No, I'm not going to translate the text from this German tobacco card.  My one term of college German, forty years ago, and Google translate isn't enough to  figure out what all this says.  Any German speakers out there, have at it, and if you're willing to post a translation in the comments section, I for one will be grateful.

We've all heard of the Nazi Olympics of 1936.  Berlin, Jessie Owens, and all that.  But, there were two Nazi games.  1936 was the third and last time  the same country hosted both the summer and winter games.
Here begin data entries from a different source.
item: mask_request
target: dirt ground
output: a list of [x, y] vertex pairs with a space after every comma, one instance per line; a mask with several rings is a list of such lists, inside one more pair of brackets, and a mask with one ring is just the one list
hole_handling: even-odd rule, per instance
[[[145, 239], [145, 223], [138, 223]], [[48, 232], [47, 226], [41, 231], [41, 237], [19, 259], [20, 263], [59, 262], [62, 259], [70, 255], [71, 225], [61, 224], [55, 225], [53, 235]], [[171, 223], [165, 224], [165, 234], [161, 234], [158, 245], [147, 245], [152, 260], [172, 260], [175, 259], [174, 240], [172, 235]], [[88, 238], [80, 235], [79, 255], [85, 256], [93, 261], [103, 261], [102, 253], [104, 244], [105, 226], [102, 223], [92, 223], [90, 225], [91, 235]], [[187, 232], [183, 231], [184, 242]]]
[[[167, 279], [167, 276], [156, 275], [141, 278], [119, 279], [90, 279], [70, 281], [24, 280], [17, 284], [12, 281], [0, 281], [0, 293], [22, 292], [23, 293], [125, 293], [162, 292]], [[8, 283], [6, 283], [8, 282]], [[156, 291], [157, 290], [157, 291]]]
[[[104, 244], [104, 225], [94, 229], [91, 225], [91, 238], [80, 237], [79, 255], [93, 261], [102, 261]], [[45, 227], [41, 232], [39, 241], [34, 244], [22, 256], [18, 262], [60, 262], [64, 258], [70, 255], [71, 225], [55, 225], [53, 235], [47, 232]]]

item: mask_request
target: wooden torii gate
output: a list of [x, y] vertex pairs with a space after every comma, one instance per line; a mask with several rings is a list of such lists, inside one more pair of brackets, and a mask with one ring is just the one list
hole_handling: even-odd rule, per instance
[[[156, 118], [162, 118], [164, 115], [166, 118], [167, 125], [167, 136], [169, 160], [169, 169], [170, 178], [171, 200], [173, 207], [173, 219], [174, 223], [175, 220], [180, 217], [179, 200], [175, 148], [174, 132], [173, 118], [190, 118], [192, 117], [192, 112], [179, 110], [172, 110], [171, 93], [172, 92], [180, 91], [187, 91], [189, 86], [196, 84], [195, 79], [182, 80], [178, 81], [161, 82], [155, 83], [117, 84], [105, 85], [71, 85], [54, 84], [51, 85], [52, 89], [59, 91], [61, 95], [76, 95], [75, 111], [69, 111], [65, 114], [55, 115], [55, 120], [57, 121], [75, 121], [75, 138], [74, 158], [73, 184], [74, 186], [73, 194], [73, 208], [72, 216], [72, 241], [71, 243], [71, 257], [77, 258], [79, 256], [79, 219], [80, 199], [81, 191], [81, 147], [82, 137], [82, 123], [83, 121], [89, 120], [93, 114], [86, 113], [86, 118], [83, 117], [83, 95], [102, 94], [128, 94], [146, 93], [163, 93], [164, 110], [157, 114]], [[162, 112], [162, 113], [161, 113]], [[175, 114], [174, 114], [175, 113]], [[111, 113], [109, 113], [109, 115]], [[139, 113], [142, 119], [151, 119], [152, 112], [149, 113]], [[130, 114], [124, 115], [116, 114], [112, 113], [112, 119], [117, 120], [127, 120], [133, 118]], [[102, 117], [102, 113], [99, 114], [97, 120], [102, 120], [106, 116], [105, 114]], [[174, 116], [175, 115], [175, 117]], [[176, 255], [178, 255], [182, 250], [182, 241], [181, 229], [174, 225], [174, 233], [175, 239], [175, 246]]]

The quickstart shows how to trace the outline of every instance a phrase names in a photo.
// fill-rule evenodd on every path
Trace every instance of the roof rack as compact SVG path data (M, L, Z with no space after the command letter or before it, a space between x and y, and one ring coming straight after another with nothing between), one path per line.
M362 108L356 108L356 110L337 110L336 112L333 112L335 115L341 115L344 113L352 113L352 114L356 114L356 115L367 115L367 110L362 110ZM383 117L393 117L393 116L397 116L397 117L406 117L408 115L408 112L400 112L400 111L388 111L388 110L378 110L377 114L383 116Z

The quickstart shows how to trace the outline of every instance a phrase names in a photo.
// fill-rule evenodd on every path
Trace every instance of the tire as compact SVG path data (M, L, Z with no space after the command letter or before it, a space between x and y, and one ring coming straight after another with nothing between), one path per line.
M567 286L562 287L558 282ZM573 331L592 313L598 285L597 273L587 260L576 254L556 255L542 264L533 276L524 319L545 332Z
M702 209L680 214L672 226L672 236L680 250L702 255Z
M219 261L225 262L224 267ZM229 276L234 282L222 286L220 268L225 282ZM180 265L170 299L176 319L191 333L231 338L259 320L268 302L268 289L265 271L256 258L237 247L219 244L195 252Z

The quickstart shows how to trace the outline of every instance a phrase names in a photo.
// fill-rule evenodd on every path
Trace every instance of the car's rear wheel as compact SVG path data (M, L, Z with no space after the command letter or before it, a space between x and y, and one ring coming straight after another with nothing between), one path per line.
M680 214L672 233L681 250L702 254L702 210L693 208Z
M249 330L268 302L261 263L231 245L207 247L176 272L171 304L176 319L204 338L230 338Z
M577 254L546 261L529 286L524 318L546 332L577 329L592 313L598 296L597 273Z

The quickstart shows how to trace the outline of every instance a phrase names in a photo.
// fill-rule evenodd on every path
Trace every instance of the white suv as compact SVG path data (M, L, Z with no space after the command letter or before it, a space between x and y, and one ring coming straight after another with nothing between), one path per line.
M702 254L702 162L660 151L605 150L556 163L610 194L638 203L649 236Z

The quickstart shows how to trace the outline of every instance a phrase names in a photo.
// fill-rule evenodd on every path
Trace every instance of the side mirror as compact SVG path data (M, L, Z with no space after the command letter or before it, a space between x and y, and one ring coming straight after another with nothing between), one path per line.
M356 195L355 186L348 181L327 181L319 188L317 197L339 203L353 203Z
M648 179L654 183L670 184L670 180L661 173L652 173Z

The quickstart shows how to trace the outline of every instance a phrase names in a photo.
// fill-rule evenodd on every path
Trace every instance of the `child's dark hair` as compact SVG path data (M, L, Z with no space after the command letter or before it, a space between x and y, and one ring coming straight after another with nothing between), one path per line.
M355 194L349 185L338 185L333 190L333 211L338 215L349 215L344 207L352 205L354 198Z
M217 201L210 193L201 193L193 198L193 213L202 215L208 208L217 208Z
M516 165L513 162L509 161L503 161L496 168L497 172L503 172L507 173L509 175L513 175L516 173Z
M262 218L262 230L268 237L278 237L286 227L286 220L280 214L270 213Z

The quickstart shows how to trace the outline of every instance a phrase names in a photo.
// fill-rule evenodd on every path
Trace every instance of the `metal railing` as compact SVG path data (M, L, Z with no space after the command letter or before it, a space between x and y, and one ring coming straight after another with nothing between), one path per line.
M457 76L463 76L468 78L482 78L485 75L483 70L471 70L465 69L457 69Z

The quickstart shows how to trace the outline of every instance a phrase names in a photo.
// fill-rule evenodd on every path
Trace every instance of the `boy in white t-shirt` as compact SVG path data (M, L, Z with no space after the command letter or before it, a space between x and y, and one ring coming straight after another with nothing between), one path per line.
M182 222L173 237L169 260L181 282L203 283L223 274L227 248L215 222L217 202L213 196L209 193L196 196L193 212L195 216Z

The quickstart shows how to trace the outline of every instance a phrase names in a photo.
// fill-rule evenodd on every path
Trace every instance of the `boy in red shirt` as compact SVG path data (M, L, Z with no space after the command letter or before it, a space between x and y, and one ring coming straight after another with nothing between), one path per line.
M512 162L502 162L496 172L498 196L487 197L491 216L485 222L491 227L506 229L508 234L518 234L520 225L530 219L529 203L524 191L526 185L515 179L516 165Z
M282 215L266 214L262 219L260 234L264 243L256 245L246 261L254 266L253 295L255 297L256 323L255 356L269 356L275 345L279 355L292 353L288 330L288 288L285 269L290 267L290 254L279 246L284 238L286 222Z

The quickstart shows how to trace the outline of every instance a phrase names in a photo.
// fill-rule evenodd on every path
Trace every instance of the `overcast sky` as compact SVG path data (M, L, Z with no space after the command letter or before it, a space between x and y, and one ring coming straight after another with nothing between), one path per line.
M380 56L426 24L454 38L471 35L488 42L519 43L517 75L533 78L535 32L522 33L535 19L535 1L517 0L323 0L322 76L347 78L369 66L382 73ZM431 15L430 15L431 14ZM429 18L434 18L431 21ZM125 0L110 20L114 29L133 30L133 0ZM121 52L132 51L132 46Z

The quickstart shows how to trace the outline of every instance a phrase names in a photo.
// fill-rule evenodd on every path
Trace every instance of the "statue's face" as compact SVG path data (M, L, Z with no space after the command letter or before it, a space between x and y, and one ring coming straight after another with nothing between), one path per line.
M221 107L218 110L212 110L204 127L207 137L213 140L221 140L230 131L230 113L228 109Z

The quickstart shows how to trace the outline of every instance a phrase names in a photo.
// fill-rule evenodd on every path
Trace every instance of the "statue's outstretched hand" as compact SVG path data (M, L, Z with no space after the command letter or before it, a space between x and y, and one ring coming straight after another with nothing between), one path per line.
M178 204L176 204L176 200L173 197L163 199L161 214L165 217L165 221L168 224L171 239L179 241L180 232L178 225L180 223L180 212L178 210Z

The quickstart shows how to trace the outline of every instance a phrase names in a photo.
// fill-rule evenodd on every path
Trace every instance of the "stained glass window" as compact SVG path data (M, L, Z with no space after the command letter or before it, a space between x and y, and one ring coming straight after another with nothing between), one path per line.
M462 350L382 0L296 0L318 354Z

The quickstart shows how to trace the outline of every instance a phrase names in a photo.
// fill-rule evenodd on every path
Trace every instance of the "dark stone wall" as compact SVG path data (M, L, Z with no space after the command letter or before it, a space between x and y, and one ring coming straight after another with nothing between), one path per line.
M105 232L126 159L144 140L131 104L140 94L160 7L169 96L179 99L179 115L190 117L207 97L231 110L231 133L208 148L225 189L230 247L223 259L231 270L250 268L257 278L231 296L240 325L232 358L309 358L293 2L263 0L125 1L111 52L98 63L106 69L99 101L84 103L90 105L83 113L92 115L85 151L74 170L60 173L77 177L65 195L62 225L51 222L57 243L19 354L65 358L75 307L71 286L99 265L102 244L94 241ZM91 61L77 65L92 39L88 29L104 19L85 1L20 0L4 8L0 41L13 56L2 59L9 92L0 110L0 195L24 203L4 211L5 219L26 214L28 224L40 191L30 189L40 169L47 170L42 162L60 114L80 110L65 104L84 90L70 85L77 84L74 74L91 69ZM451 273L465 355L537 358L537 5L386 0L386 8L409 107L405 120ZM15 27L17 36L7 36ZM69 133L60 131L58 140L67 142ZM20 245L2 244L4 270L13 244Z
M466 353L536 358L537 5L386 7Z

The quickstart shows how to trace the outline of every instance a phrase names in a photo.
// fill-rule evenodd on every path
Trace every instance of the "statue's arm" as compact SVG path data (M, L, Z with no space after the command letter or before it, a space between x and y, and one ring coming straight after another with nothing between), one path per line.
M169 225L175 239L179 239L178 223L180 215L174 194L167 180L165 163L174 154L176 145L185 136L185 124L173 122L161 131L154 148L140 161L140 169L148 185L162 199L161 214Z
Garmisch-Partenkirchen, a resort town in Bavaria, hosted the skiers, skaters and bob-sledders.

G-P (No, I'm not going to spell it out every time.) is also the place where Avery Brundage, the only American IOC President, died.  That's an interesting coincidence, because Brundage was partly responsible for an American presence at Berlin and G-P.   The IOC had awarded the games to Germany in 1931, the year before the Nazis came to power.  After Hitler became Chancellor, and well before the games were set to begin, Jews had been expelled from all German sports clubs,and the anti-Jewish Nuremberg Laws had been passed.  Kristallnacht was two years in the future.

As a response to the growing anti-Semitism in Germany, a movement to withdraw from the German games began within the American Olympic Committee.  Avery Brundage, at the time a member of the committee and head of The Amateur Athletic Union, became the major opponent of a boycott.  At one point he referred to what was going on in Germany as a minor religious dispute.  In the end, Brundage won the day.

Brundage was also instrumental in Jessie Owens fourth gold medal in the 4x100 relay at Berlin.  Owens wasn't scheduled to be in the race, but Brundage ordered the removal of two Jewish runners from the event.  To Owens' credit, he tried to refuse his placement in the race, but wasn't given a choice.  Ralph Metcalfe, the other replacement, also tried to decline a spot in the relay.  When Jessie Owens left a post Olympic tour of Europe to return home, Avery Brundage stripped him of his amateur status.  Nice guy.

So, how did Brundage end his days in G-P?  At the age of 85, he married a 36 year old German princess, and became a German resident.

I'd say we learned from all this, but current IOC President Thomas Bach is  trying to put on a happy face about Russian human rights violations, including anti-gay laws.  Let the games begin!